Born in Wythenshawe, Manchester, Doreen was the daughter of Nancy and Jack, who were immensely proud of her achievements. They had both left school in their early teens and were keen that Doreen and their other daughter, Hilary, should have greater educational opportunities. Nancy, who had had to become the family’s breadwinner after her father’s early death, was a secretary and then a PA. Jack worked as the groundsman at the Northern Lawn Tennis Club, known as the Wimbledon of the North for the excellence of its grass courts. They both continued their own education through night school.

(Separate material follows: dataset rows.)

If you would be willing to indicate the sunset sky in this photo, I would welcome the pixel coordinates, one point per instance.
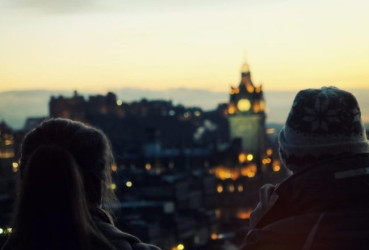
(101, 45)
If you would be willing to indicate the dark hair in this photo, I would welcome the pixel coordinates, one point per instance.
(65, 177)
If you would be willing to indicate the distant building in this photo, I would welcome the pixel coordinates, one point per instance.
(246, 111)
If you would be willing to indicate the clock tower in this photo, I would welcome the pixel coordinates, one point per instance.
(246, 114)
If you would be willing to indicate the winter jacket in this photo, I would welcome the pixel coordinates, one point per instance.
(323, 207)
(119, 239)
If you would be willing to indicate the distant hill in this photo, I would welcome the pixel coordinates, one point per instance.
(16, 106)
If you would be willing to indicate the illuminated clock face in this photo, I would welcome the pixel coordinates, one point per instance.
(244, 105)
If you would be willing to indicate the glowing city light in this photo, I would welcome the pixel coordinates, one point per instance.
(213, 236)
(242, 157)
(231, 109)
(269, 152)
(276, 168)
(15, 166)
(114, 167)
(113, 186)
(148, 166)
(250, 157)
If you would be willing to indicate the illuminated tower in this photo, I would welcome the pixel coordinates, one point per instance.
(246, 111)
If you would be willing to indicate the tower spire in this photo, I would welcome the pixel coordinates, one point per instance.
(245, 67)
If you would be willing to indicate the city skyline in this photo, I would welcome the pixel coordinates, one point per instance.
(104, 45)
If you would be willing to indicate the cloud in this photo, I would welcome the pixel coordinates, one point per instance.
(54, 6)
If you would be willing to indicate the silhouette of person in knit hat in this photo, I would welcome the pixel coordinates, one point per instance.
(65, 175)
(324, 204)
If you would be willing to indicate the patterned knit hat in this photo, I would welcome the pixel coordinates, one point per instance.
(323, 123)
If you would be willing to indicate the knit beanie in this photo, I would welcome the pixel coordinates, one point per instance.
(323, 123)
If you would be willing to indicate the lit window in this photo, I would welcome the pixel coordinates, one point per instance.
(148, 166)
(113, 186)
(114, 167)
(250, 157)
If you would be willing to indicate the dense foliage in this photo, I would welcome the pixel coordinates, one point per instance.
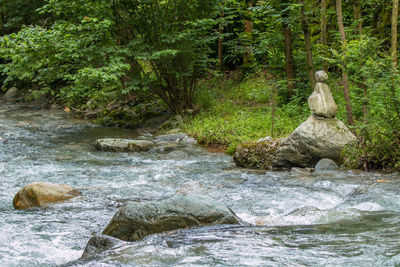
(185, 52)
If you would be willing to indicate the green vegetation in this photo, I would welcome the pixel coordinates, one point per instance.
(243, 67)
(241, 111)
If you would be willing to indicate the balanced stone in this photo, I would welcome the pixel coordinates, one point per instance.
(321, 101)
(134, 221)
(315, 139)
(40, 194)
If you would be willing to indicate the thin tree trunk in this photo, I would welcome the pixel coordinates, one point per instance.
(248, 29)
(395, 13)
(357, 16)
(220, 47)
(308, 46)
(324, 36)
(345, 79)
(220, 43)
(290, 69)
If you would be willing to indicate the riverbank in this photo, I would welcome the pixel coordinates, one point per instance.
(231, 110)
(285, 210)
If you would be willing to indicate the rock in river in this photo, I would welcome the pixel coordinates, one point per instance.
(122, 145)
(326, 165)
(316, 138)
(137, 220)
(11, 94)
(40, 194)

Doreen went from Manchester high school for girls to St Hugh’s College, Oxford, where she gained a first in geography, and became more politically aware. Between 1968 and 1980 she worked at the Centre for Environmental Studies, researching into urban and regional problems, and a sabbatical enabled her to study for a master’s at the University of Pennsylvania (1971-72).

She was also fiercely committed to the Open University, which in 1982 appointed her professor of geography. She remained there until and beyond her formal retirement in 2009. Her work with her friend and colleague John Allen on thinking through the relations between the social and the spatial made OU geography intellectually vital.

Through co-editing Geography Matters (1984) and developing popular courses such as The Shape of the World and Understanding Cities, Massey had an influence on teaching and scholarship beyond the OU. This culminated in her powerful advocacy of thinking spatially in For Space (2005) and her assessment of London’s role in shaping regional and global inequalities in World City (2007).

Despite being a proud Mancunian, she was a fan of Liverpool FC. She would often go to matches with Hilary and was a frequent visitor to her sister’s home in the Lake District. On match days you might find them in a foggy valley singing You’ll Never Walk Alone to the sheep. Massey loved walking, bird-watching and the night sky.

Her many honours included the Prix Vautrin Lud, regarded as geography’s Nobel prize, though she declined the offer of being appointed OBE. It was the political impact of her work that she valued most, as when Hugo Chávez’s government in Venezuela adopted challenging geometries of power as one of the motors of its Bolivarian Revolution.